Photo Credit: iStockPhoto
Is your Mystery Shopping Program a waste of time?
This question might seem odd, coming from us. But it’s a crucial one.
Many retailers kick off mystery shopping programs with the best of intentions. They understand the unique importance and value of brand audits. They want to make their stores preferred destinations.
In the rush to execute, however, some retailers don’t fully consider:
- Which aspects of the customer experience should be measured
- How to present the program to in-store personnel
- How to maintain the integrity of the program
- How to use the data to improve the customer experience in meaningful ways
Thus, they see little return on their investment.
The truth is, the success or failure of any mystery shopping program is determined early on, before a single secret shopper sets foot in a retailer’s stores. Corporate sets the tone, and senior management holds the cards.
If your mystery shopping program isn’t meticulously planned or conducted with the right kind of energy, you’ll just be spinning your wheels. And the data won’t get you anywhere.
The Most Common Mistakes Retailers Make
Mystery shopping is a tool for improving the customer experience. Like any tool, you must understand how it works, and you must use it with skill. Otherwise, it won’t be effective.
Here are three ways retailers undermine their own mystery shopping programs.
They misunderstand what the program is designed to do.

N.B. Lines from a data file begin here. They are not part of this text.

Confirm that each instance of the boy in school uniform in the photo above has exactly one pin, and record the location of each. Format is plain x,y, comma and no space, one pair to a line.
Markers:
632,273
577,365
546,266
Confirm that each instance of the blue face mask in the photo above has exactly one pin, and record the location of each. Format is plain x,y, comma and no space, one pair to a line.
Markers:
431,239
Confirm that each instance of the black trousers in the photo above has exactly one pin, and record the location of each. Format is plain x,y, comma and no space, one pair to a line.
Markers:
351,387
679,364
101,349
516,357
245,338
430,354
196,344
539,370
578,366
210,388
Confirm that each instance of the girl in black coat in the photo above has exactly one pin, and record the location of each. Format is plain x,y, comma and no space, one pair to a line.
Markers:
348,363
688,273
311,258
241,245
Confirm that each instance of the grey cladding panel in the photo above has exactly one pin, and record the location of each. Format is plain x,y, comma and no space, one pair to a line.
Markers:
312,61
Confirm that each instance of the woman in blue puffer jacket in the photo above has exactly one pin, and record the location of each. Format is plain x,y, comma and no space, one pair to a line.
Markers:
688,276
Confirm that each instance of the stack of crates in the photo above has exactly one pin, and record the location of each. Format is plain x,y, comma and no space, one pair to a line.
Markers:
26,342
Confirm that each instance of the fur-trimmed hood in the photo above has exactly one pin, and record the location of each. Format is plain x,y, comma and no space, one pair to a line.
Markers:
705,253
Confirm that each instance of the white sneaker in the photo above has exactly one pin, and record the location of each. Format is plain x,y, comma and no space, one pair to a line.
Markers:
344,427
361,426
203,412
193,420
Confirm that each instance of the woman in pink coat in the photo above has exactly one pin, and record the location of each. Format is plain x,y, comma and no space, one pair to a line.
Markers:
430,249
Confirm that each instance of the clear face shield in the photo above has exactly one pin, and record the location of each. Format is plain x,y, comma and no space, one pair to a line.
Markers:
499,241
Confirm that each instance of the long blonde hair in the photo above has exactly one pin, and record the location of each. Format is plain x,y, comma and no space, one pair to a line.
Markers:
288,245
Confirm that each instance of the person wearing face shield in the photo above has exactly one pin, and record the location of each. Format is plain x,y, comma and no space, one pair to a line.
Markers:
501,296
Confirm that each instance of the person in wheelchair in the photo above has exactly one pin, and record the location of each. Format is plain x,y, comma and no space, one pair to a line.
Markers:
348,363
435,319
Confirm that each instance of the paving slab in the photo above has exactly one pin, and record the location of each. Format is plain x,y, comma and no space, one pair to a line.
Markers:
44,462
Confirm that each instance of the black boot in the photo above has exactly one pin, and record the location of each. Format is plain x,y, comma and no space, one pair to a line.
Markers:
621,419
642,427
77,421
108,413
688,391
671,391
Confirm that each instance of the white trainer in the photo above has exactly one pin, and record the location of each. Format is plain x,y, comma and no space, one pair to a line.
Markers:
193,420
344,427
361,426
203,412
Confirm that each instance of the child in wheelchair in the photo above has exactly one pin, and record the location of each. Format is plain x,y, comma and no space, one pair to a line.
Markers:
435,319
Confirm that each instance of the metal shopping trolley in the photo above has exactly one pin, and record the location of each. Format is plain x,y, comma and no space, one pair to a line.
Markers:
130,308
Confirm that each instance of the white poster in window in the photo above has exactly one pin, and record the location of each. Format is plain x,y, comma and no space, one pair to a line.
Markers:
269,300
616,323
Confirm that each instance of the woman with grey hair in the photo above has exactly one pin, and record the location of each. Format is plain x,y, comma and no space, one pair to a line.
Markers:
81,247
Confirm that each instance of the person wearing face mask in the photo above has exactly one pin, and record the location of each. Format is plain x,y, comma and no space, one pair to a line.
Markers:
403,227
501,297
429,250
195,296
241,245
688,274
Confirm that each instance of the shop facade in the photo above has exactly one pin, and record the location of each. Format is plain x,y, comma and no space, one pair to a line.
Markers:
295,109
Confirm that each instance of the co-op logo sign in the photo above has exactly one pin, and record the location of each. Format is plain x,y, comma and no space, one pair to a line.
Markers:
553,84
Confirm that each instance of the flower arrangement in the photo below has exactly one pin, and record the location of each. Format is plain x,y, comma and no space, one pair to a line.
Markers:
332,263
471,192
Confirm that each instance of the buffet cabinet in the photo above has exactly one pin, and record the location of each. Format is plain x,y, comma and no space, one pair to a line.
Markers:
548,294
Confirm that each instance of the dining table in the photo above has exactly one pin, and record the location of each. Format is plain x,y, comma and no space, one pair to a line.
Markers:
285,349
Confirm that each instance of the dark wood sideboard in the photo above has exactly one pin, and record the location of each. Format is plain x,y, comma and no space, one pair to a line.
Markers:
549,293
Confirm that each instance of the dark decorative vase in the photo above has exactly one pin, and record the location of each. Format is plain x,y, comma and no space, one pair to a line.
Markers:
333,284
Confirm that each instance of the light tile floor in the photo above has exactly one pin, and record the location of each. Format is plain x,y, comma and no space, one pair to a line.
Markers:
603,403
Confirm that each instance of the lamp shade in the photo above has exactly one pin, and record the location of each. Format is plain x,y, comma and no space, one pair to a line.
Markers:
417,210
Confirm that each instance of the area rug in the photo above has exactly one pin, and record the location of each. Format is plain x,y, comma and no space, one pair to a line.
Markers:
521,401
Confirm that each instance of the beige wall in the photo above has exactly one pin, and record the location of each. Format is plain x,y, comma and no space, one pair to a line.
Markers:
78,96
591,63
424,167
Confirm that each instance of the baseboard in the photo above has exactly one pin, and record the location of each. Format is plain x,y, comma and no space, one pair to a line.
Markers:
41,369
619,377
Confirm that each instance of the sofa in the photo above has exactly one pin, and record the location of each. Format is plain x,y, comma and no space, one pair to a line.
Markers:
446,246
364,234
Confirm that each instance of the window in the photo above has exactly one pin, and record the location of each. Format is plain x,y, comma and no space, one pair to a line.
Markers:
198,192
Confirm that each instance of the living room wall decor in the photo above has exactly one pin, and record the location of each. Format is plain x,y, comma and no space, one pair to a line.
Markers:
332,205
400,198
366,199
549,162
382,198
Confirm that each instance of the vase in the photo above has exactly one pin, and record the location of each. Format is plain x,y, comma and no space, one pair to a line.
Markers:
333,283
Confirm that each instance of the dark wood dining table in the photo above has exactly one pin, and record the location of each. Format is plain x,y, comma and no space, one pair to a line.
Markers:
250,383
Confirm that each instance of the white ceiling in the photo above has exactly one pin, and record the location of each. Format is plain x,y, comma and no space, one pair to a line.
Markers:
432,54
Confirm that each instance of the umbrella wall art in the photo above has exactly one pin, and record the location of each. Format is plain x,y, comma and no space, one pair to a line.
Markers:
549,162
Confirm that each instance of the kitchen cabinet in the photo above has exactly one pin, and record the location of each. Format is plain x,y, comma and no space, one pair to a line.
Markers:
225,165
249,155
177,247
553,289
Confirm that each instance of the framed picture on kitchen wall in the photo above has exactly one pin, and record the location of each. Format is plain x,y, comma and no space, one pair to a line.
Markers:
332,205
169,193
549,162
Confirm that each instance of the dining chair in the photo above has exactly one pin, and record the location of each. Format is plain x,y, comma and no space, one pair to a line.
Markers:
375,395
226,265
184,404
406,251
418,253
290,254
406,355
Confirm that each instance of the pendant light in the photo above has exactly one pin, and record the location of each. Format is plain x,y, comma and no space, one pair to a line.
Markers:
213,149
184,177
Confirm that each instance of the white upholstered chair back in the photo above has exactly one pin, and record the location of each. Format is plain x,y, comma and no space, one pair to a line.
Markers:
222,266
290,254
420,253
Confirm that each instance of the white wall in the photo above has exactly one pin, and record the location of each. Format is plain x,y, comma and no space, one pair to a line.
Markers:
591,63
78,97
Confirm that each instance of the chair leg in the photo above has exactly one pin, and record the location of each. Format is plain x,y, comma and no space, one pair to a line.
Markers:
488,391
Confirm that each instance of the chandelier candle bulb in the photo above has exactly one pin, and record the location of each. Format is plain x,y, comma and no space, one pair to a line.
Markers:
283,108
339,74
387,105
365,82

Mystery shopping is designed to empower store managers, invigorate employees, and lead to immediate, impactful changes that please and benefit customers and drive sales. It should be a positive and productive experience for all involved.
When it’s deployed as a stealth operation to catch employees off guard—with in-store personnel feeling like they’re on an opposing team—retailers damage the brand culture and employee morale (which, as you might expect, does little to improve the customer experience).
They misunderstand what drives satisfaction.
What does it mean to “satisfy” a customer? This is one of the most important questions every retailer must get right.
A client of ours has grown his company from 230 stores to 2400 stores in a few short years by focusing on just two measures: comp sales (today versus one year ago) and the customer satisfaction score. This CEO understands what our experience in every retail category proves: Sales growth correlates directly to customer satisfaction.
This might seem an obvious point. But what drives satisfaction is widely misunderstood.
It all boils down to meeting basic needs first. By emphasizing both store conditions and customer engagement (with the goal of making shopping easy, enjoyable, and successful), store managers and associates make sure the customer is taken care of and his/her mission is accomplished. This is the real revenue driver—not the cheery cheerleader persona many store managers assume secret shoppers are looking for.
They make it all about the money.
Tying the program solely to employee reviews and bonuses—in other words, making it punitive—can lead to trouble. If the threat of a low score hangs over them, store managers will stay fixated on the score. They’ll pick apart mystery shoppers’ reports and constantly argue for points instead of focusing on how to use the data to improve the in-store environment.
These are just some of the reasons mystery shopping programs fail. We’ll reveal the rest—and show you how to implement a winning program that brings huge revenue gains. Click here to download our free eGuide, Mystery Shopping 101: Best Practices for Program Success.
Your Mystery Shopping Checklist: Do These 5 Things (Well)
To ensure your mystery shopping program meets the highest standards—and to keep the positive energy flowing—you need a solid foundation for the launch and an ongoing investment in the program’s success.
1. “Brand” the program.
Tie the program into this year’s theme or your brand’s cultural terminology. This is the language your employees speak fluently. The more resonant the program, the more enthusiastically your in-store teams will work to make it a success.
2. Keep the program top of mind, at all times.
Senior management must communicate the purpose and expectations of the program repeatedly and consistently. Their ownership and leadership of the program speak volumes to employees at all levels of the organization.
3. Step through the shop.
As company leaders visit individual stores, they should walk through the results of the mystery shop on the sales floor. Get a firsthand feel for what the secret shoppers are reporting, and look to identify the opportunities and challenges for a particular store based on program results.
4. In the event of a low score, kick into high gear.
Be ready to respond to a low score with a store-level action plan that identifies and corrects the causes of poor performance.
5. Update the program and survey as needed.
Your mystery shopping program must always reflect what’s happening in the company. Revisit the questionnaire on a regular basis, and make sure you’re measuring the right things.
Success Is Rooted in a Supportive Culture
To bring game-changing improvements and revenue growth, a mystery shopping program needs a corporate culture that supports it. All employees must understand the purpose and value of the program, and there should be no daylight between the C-suite and the sales floor.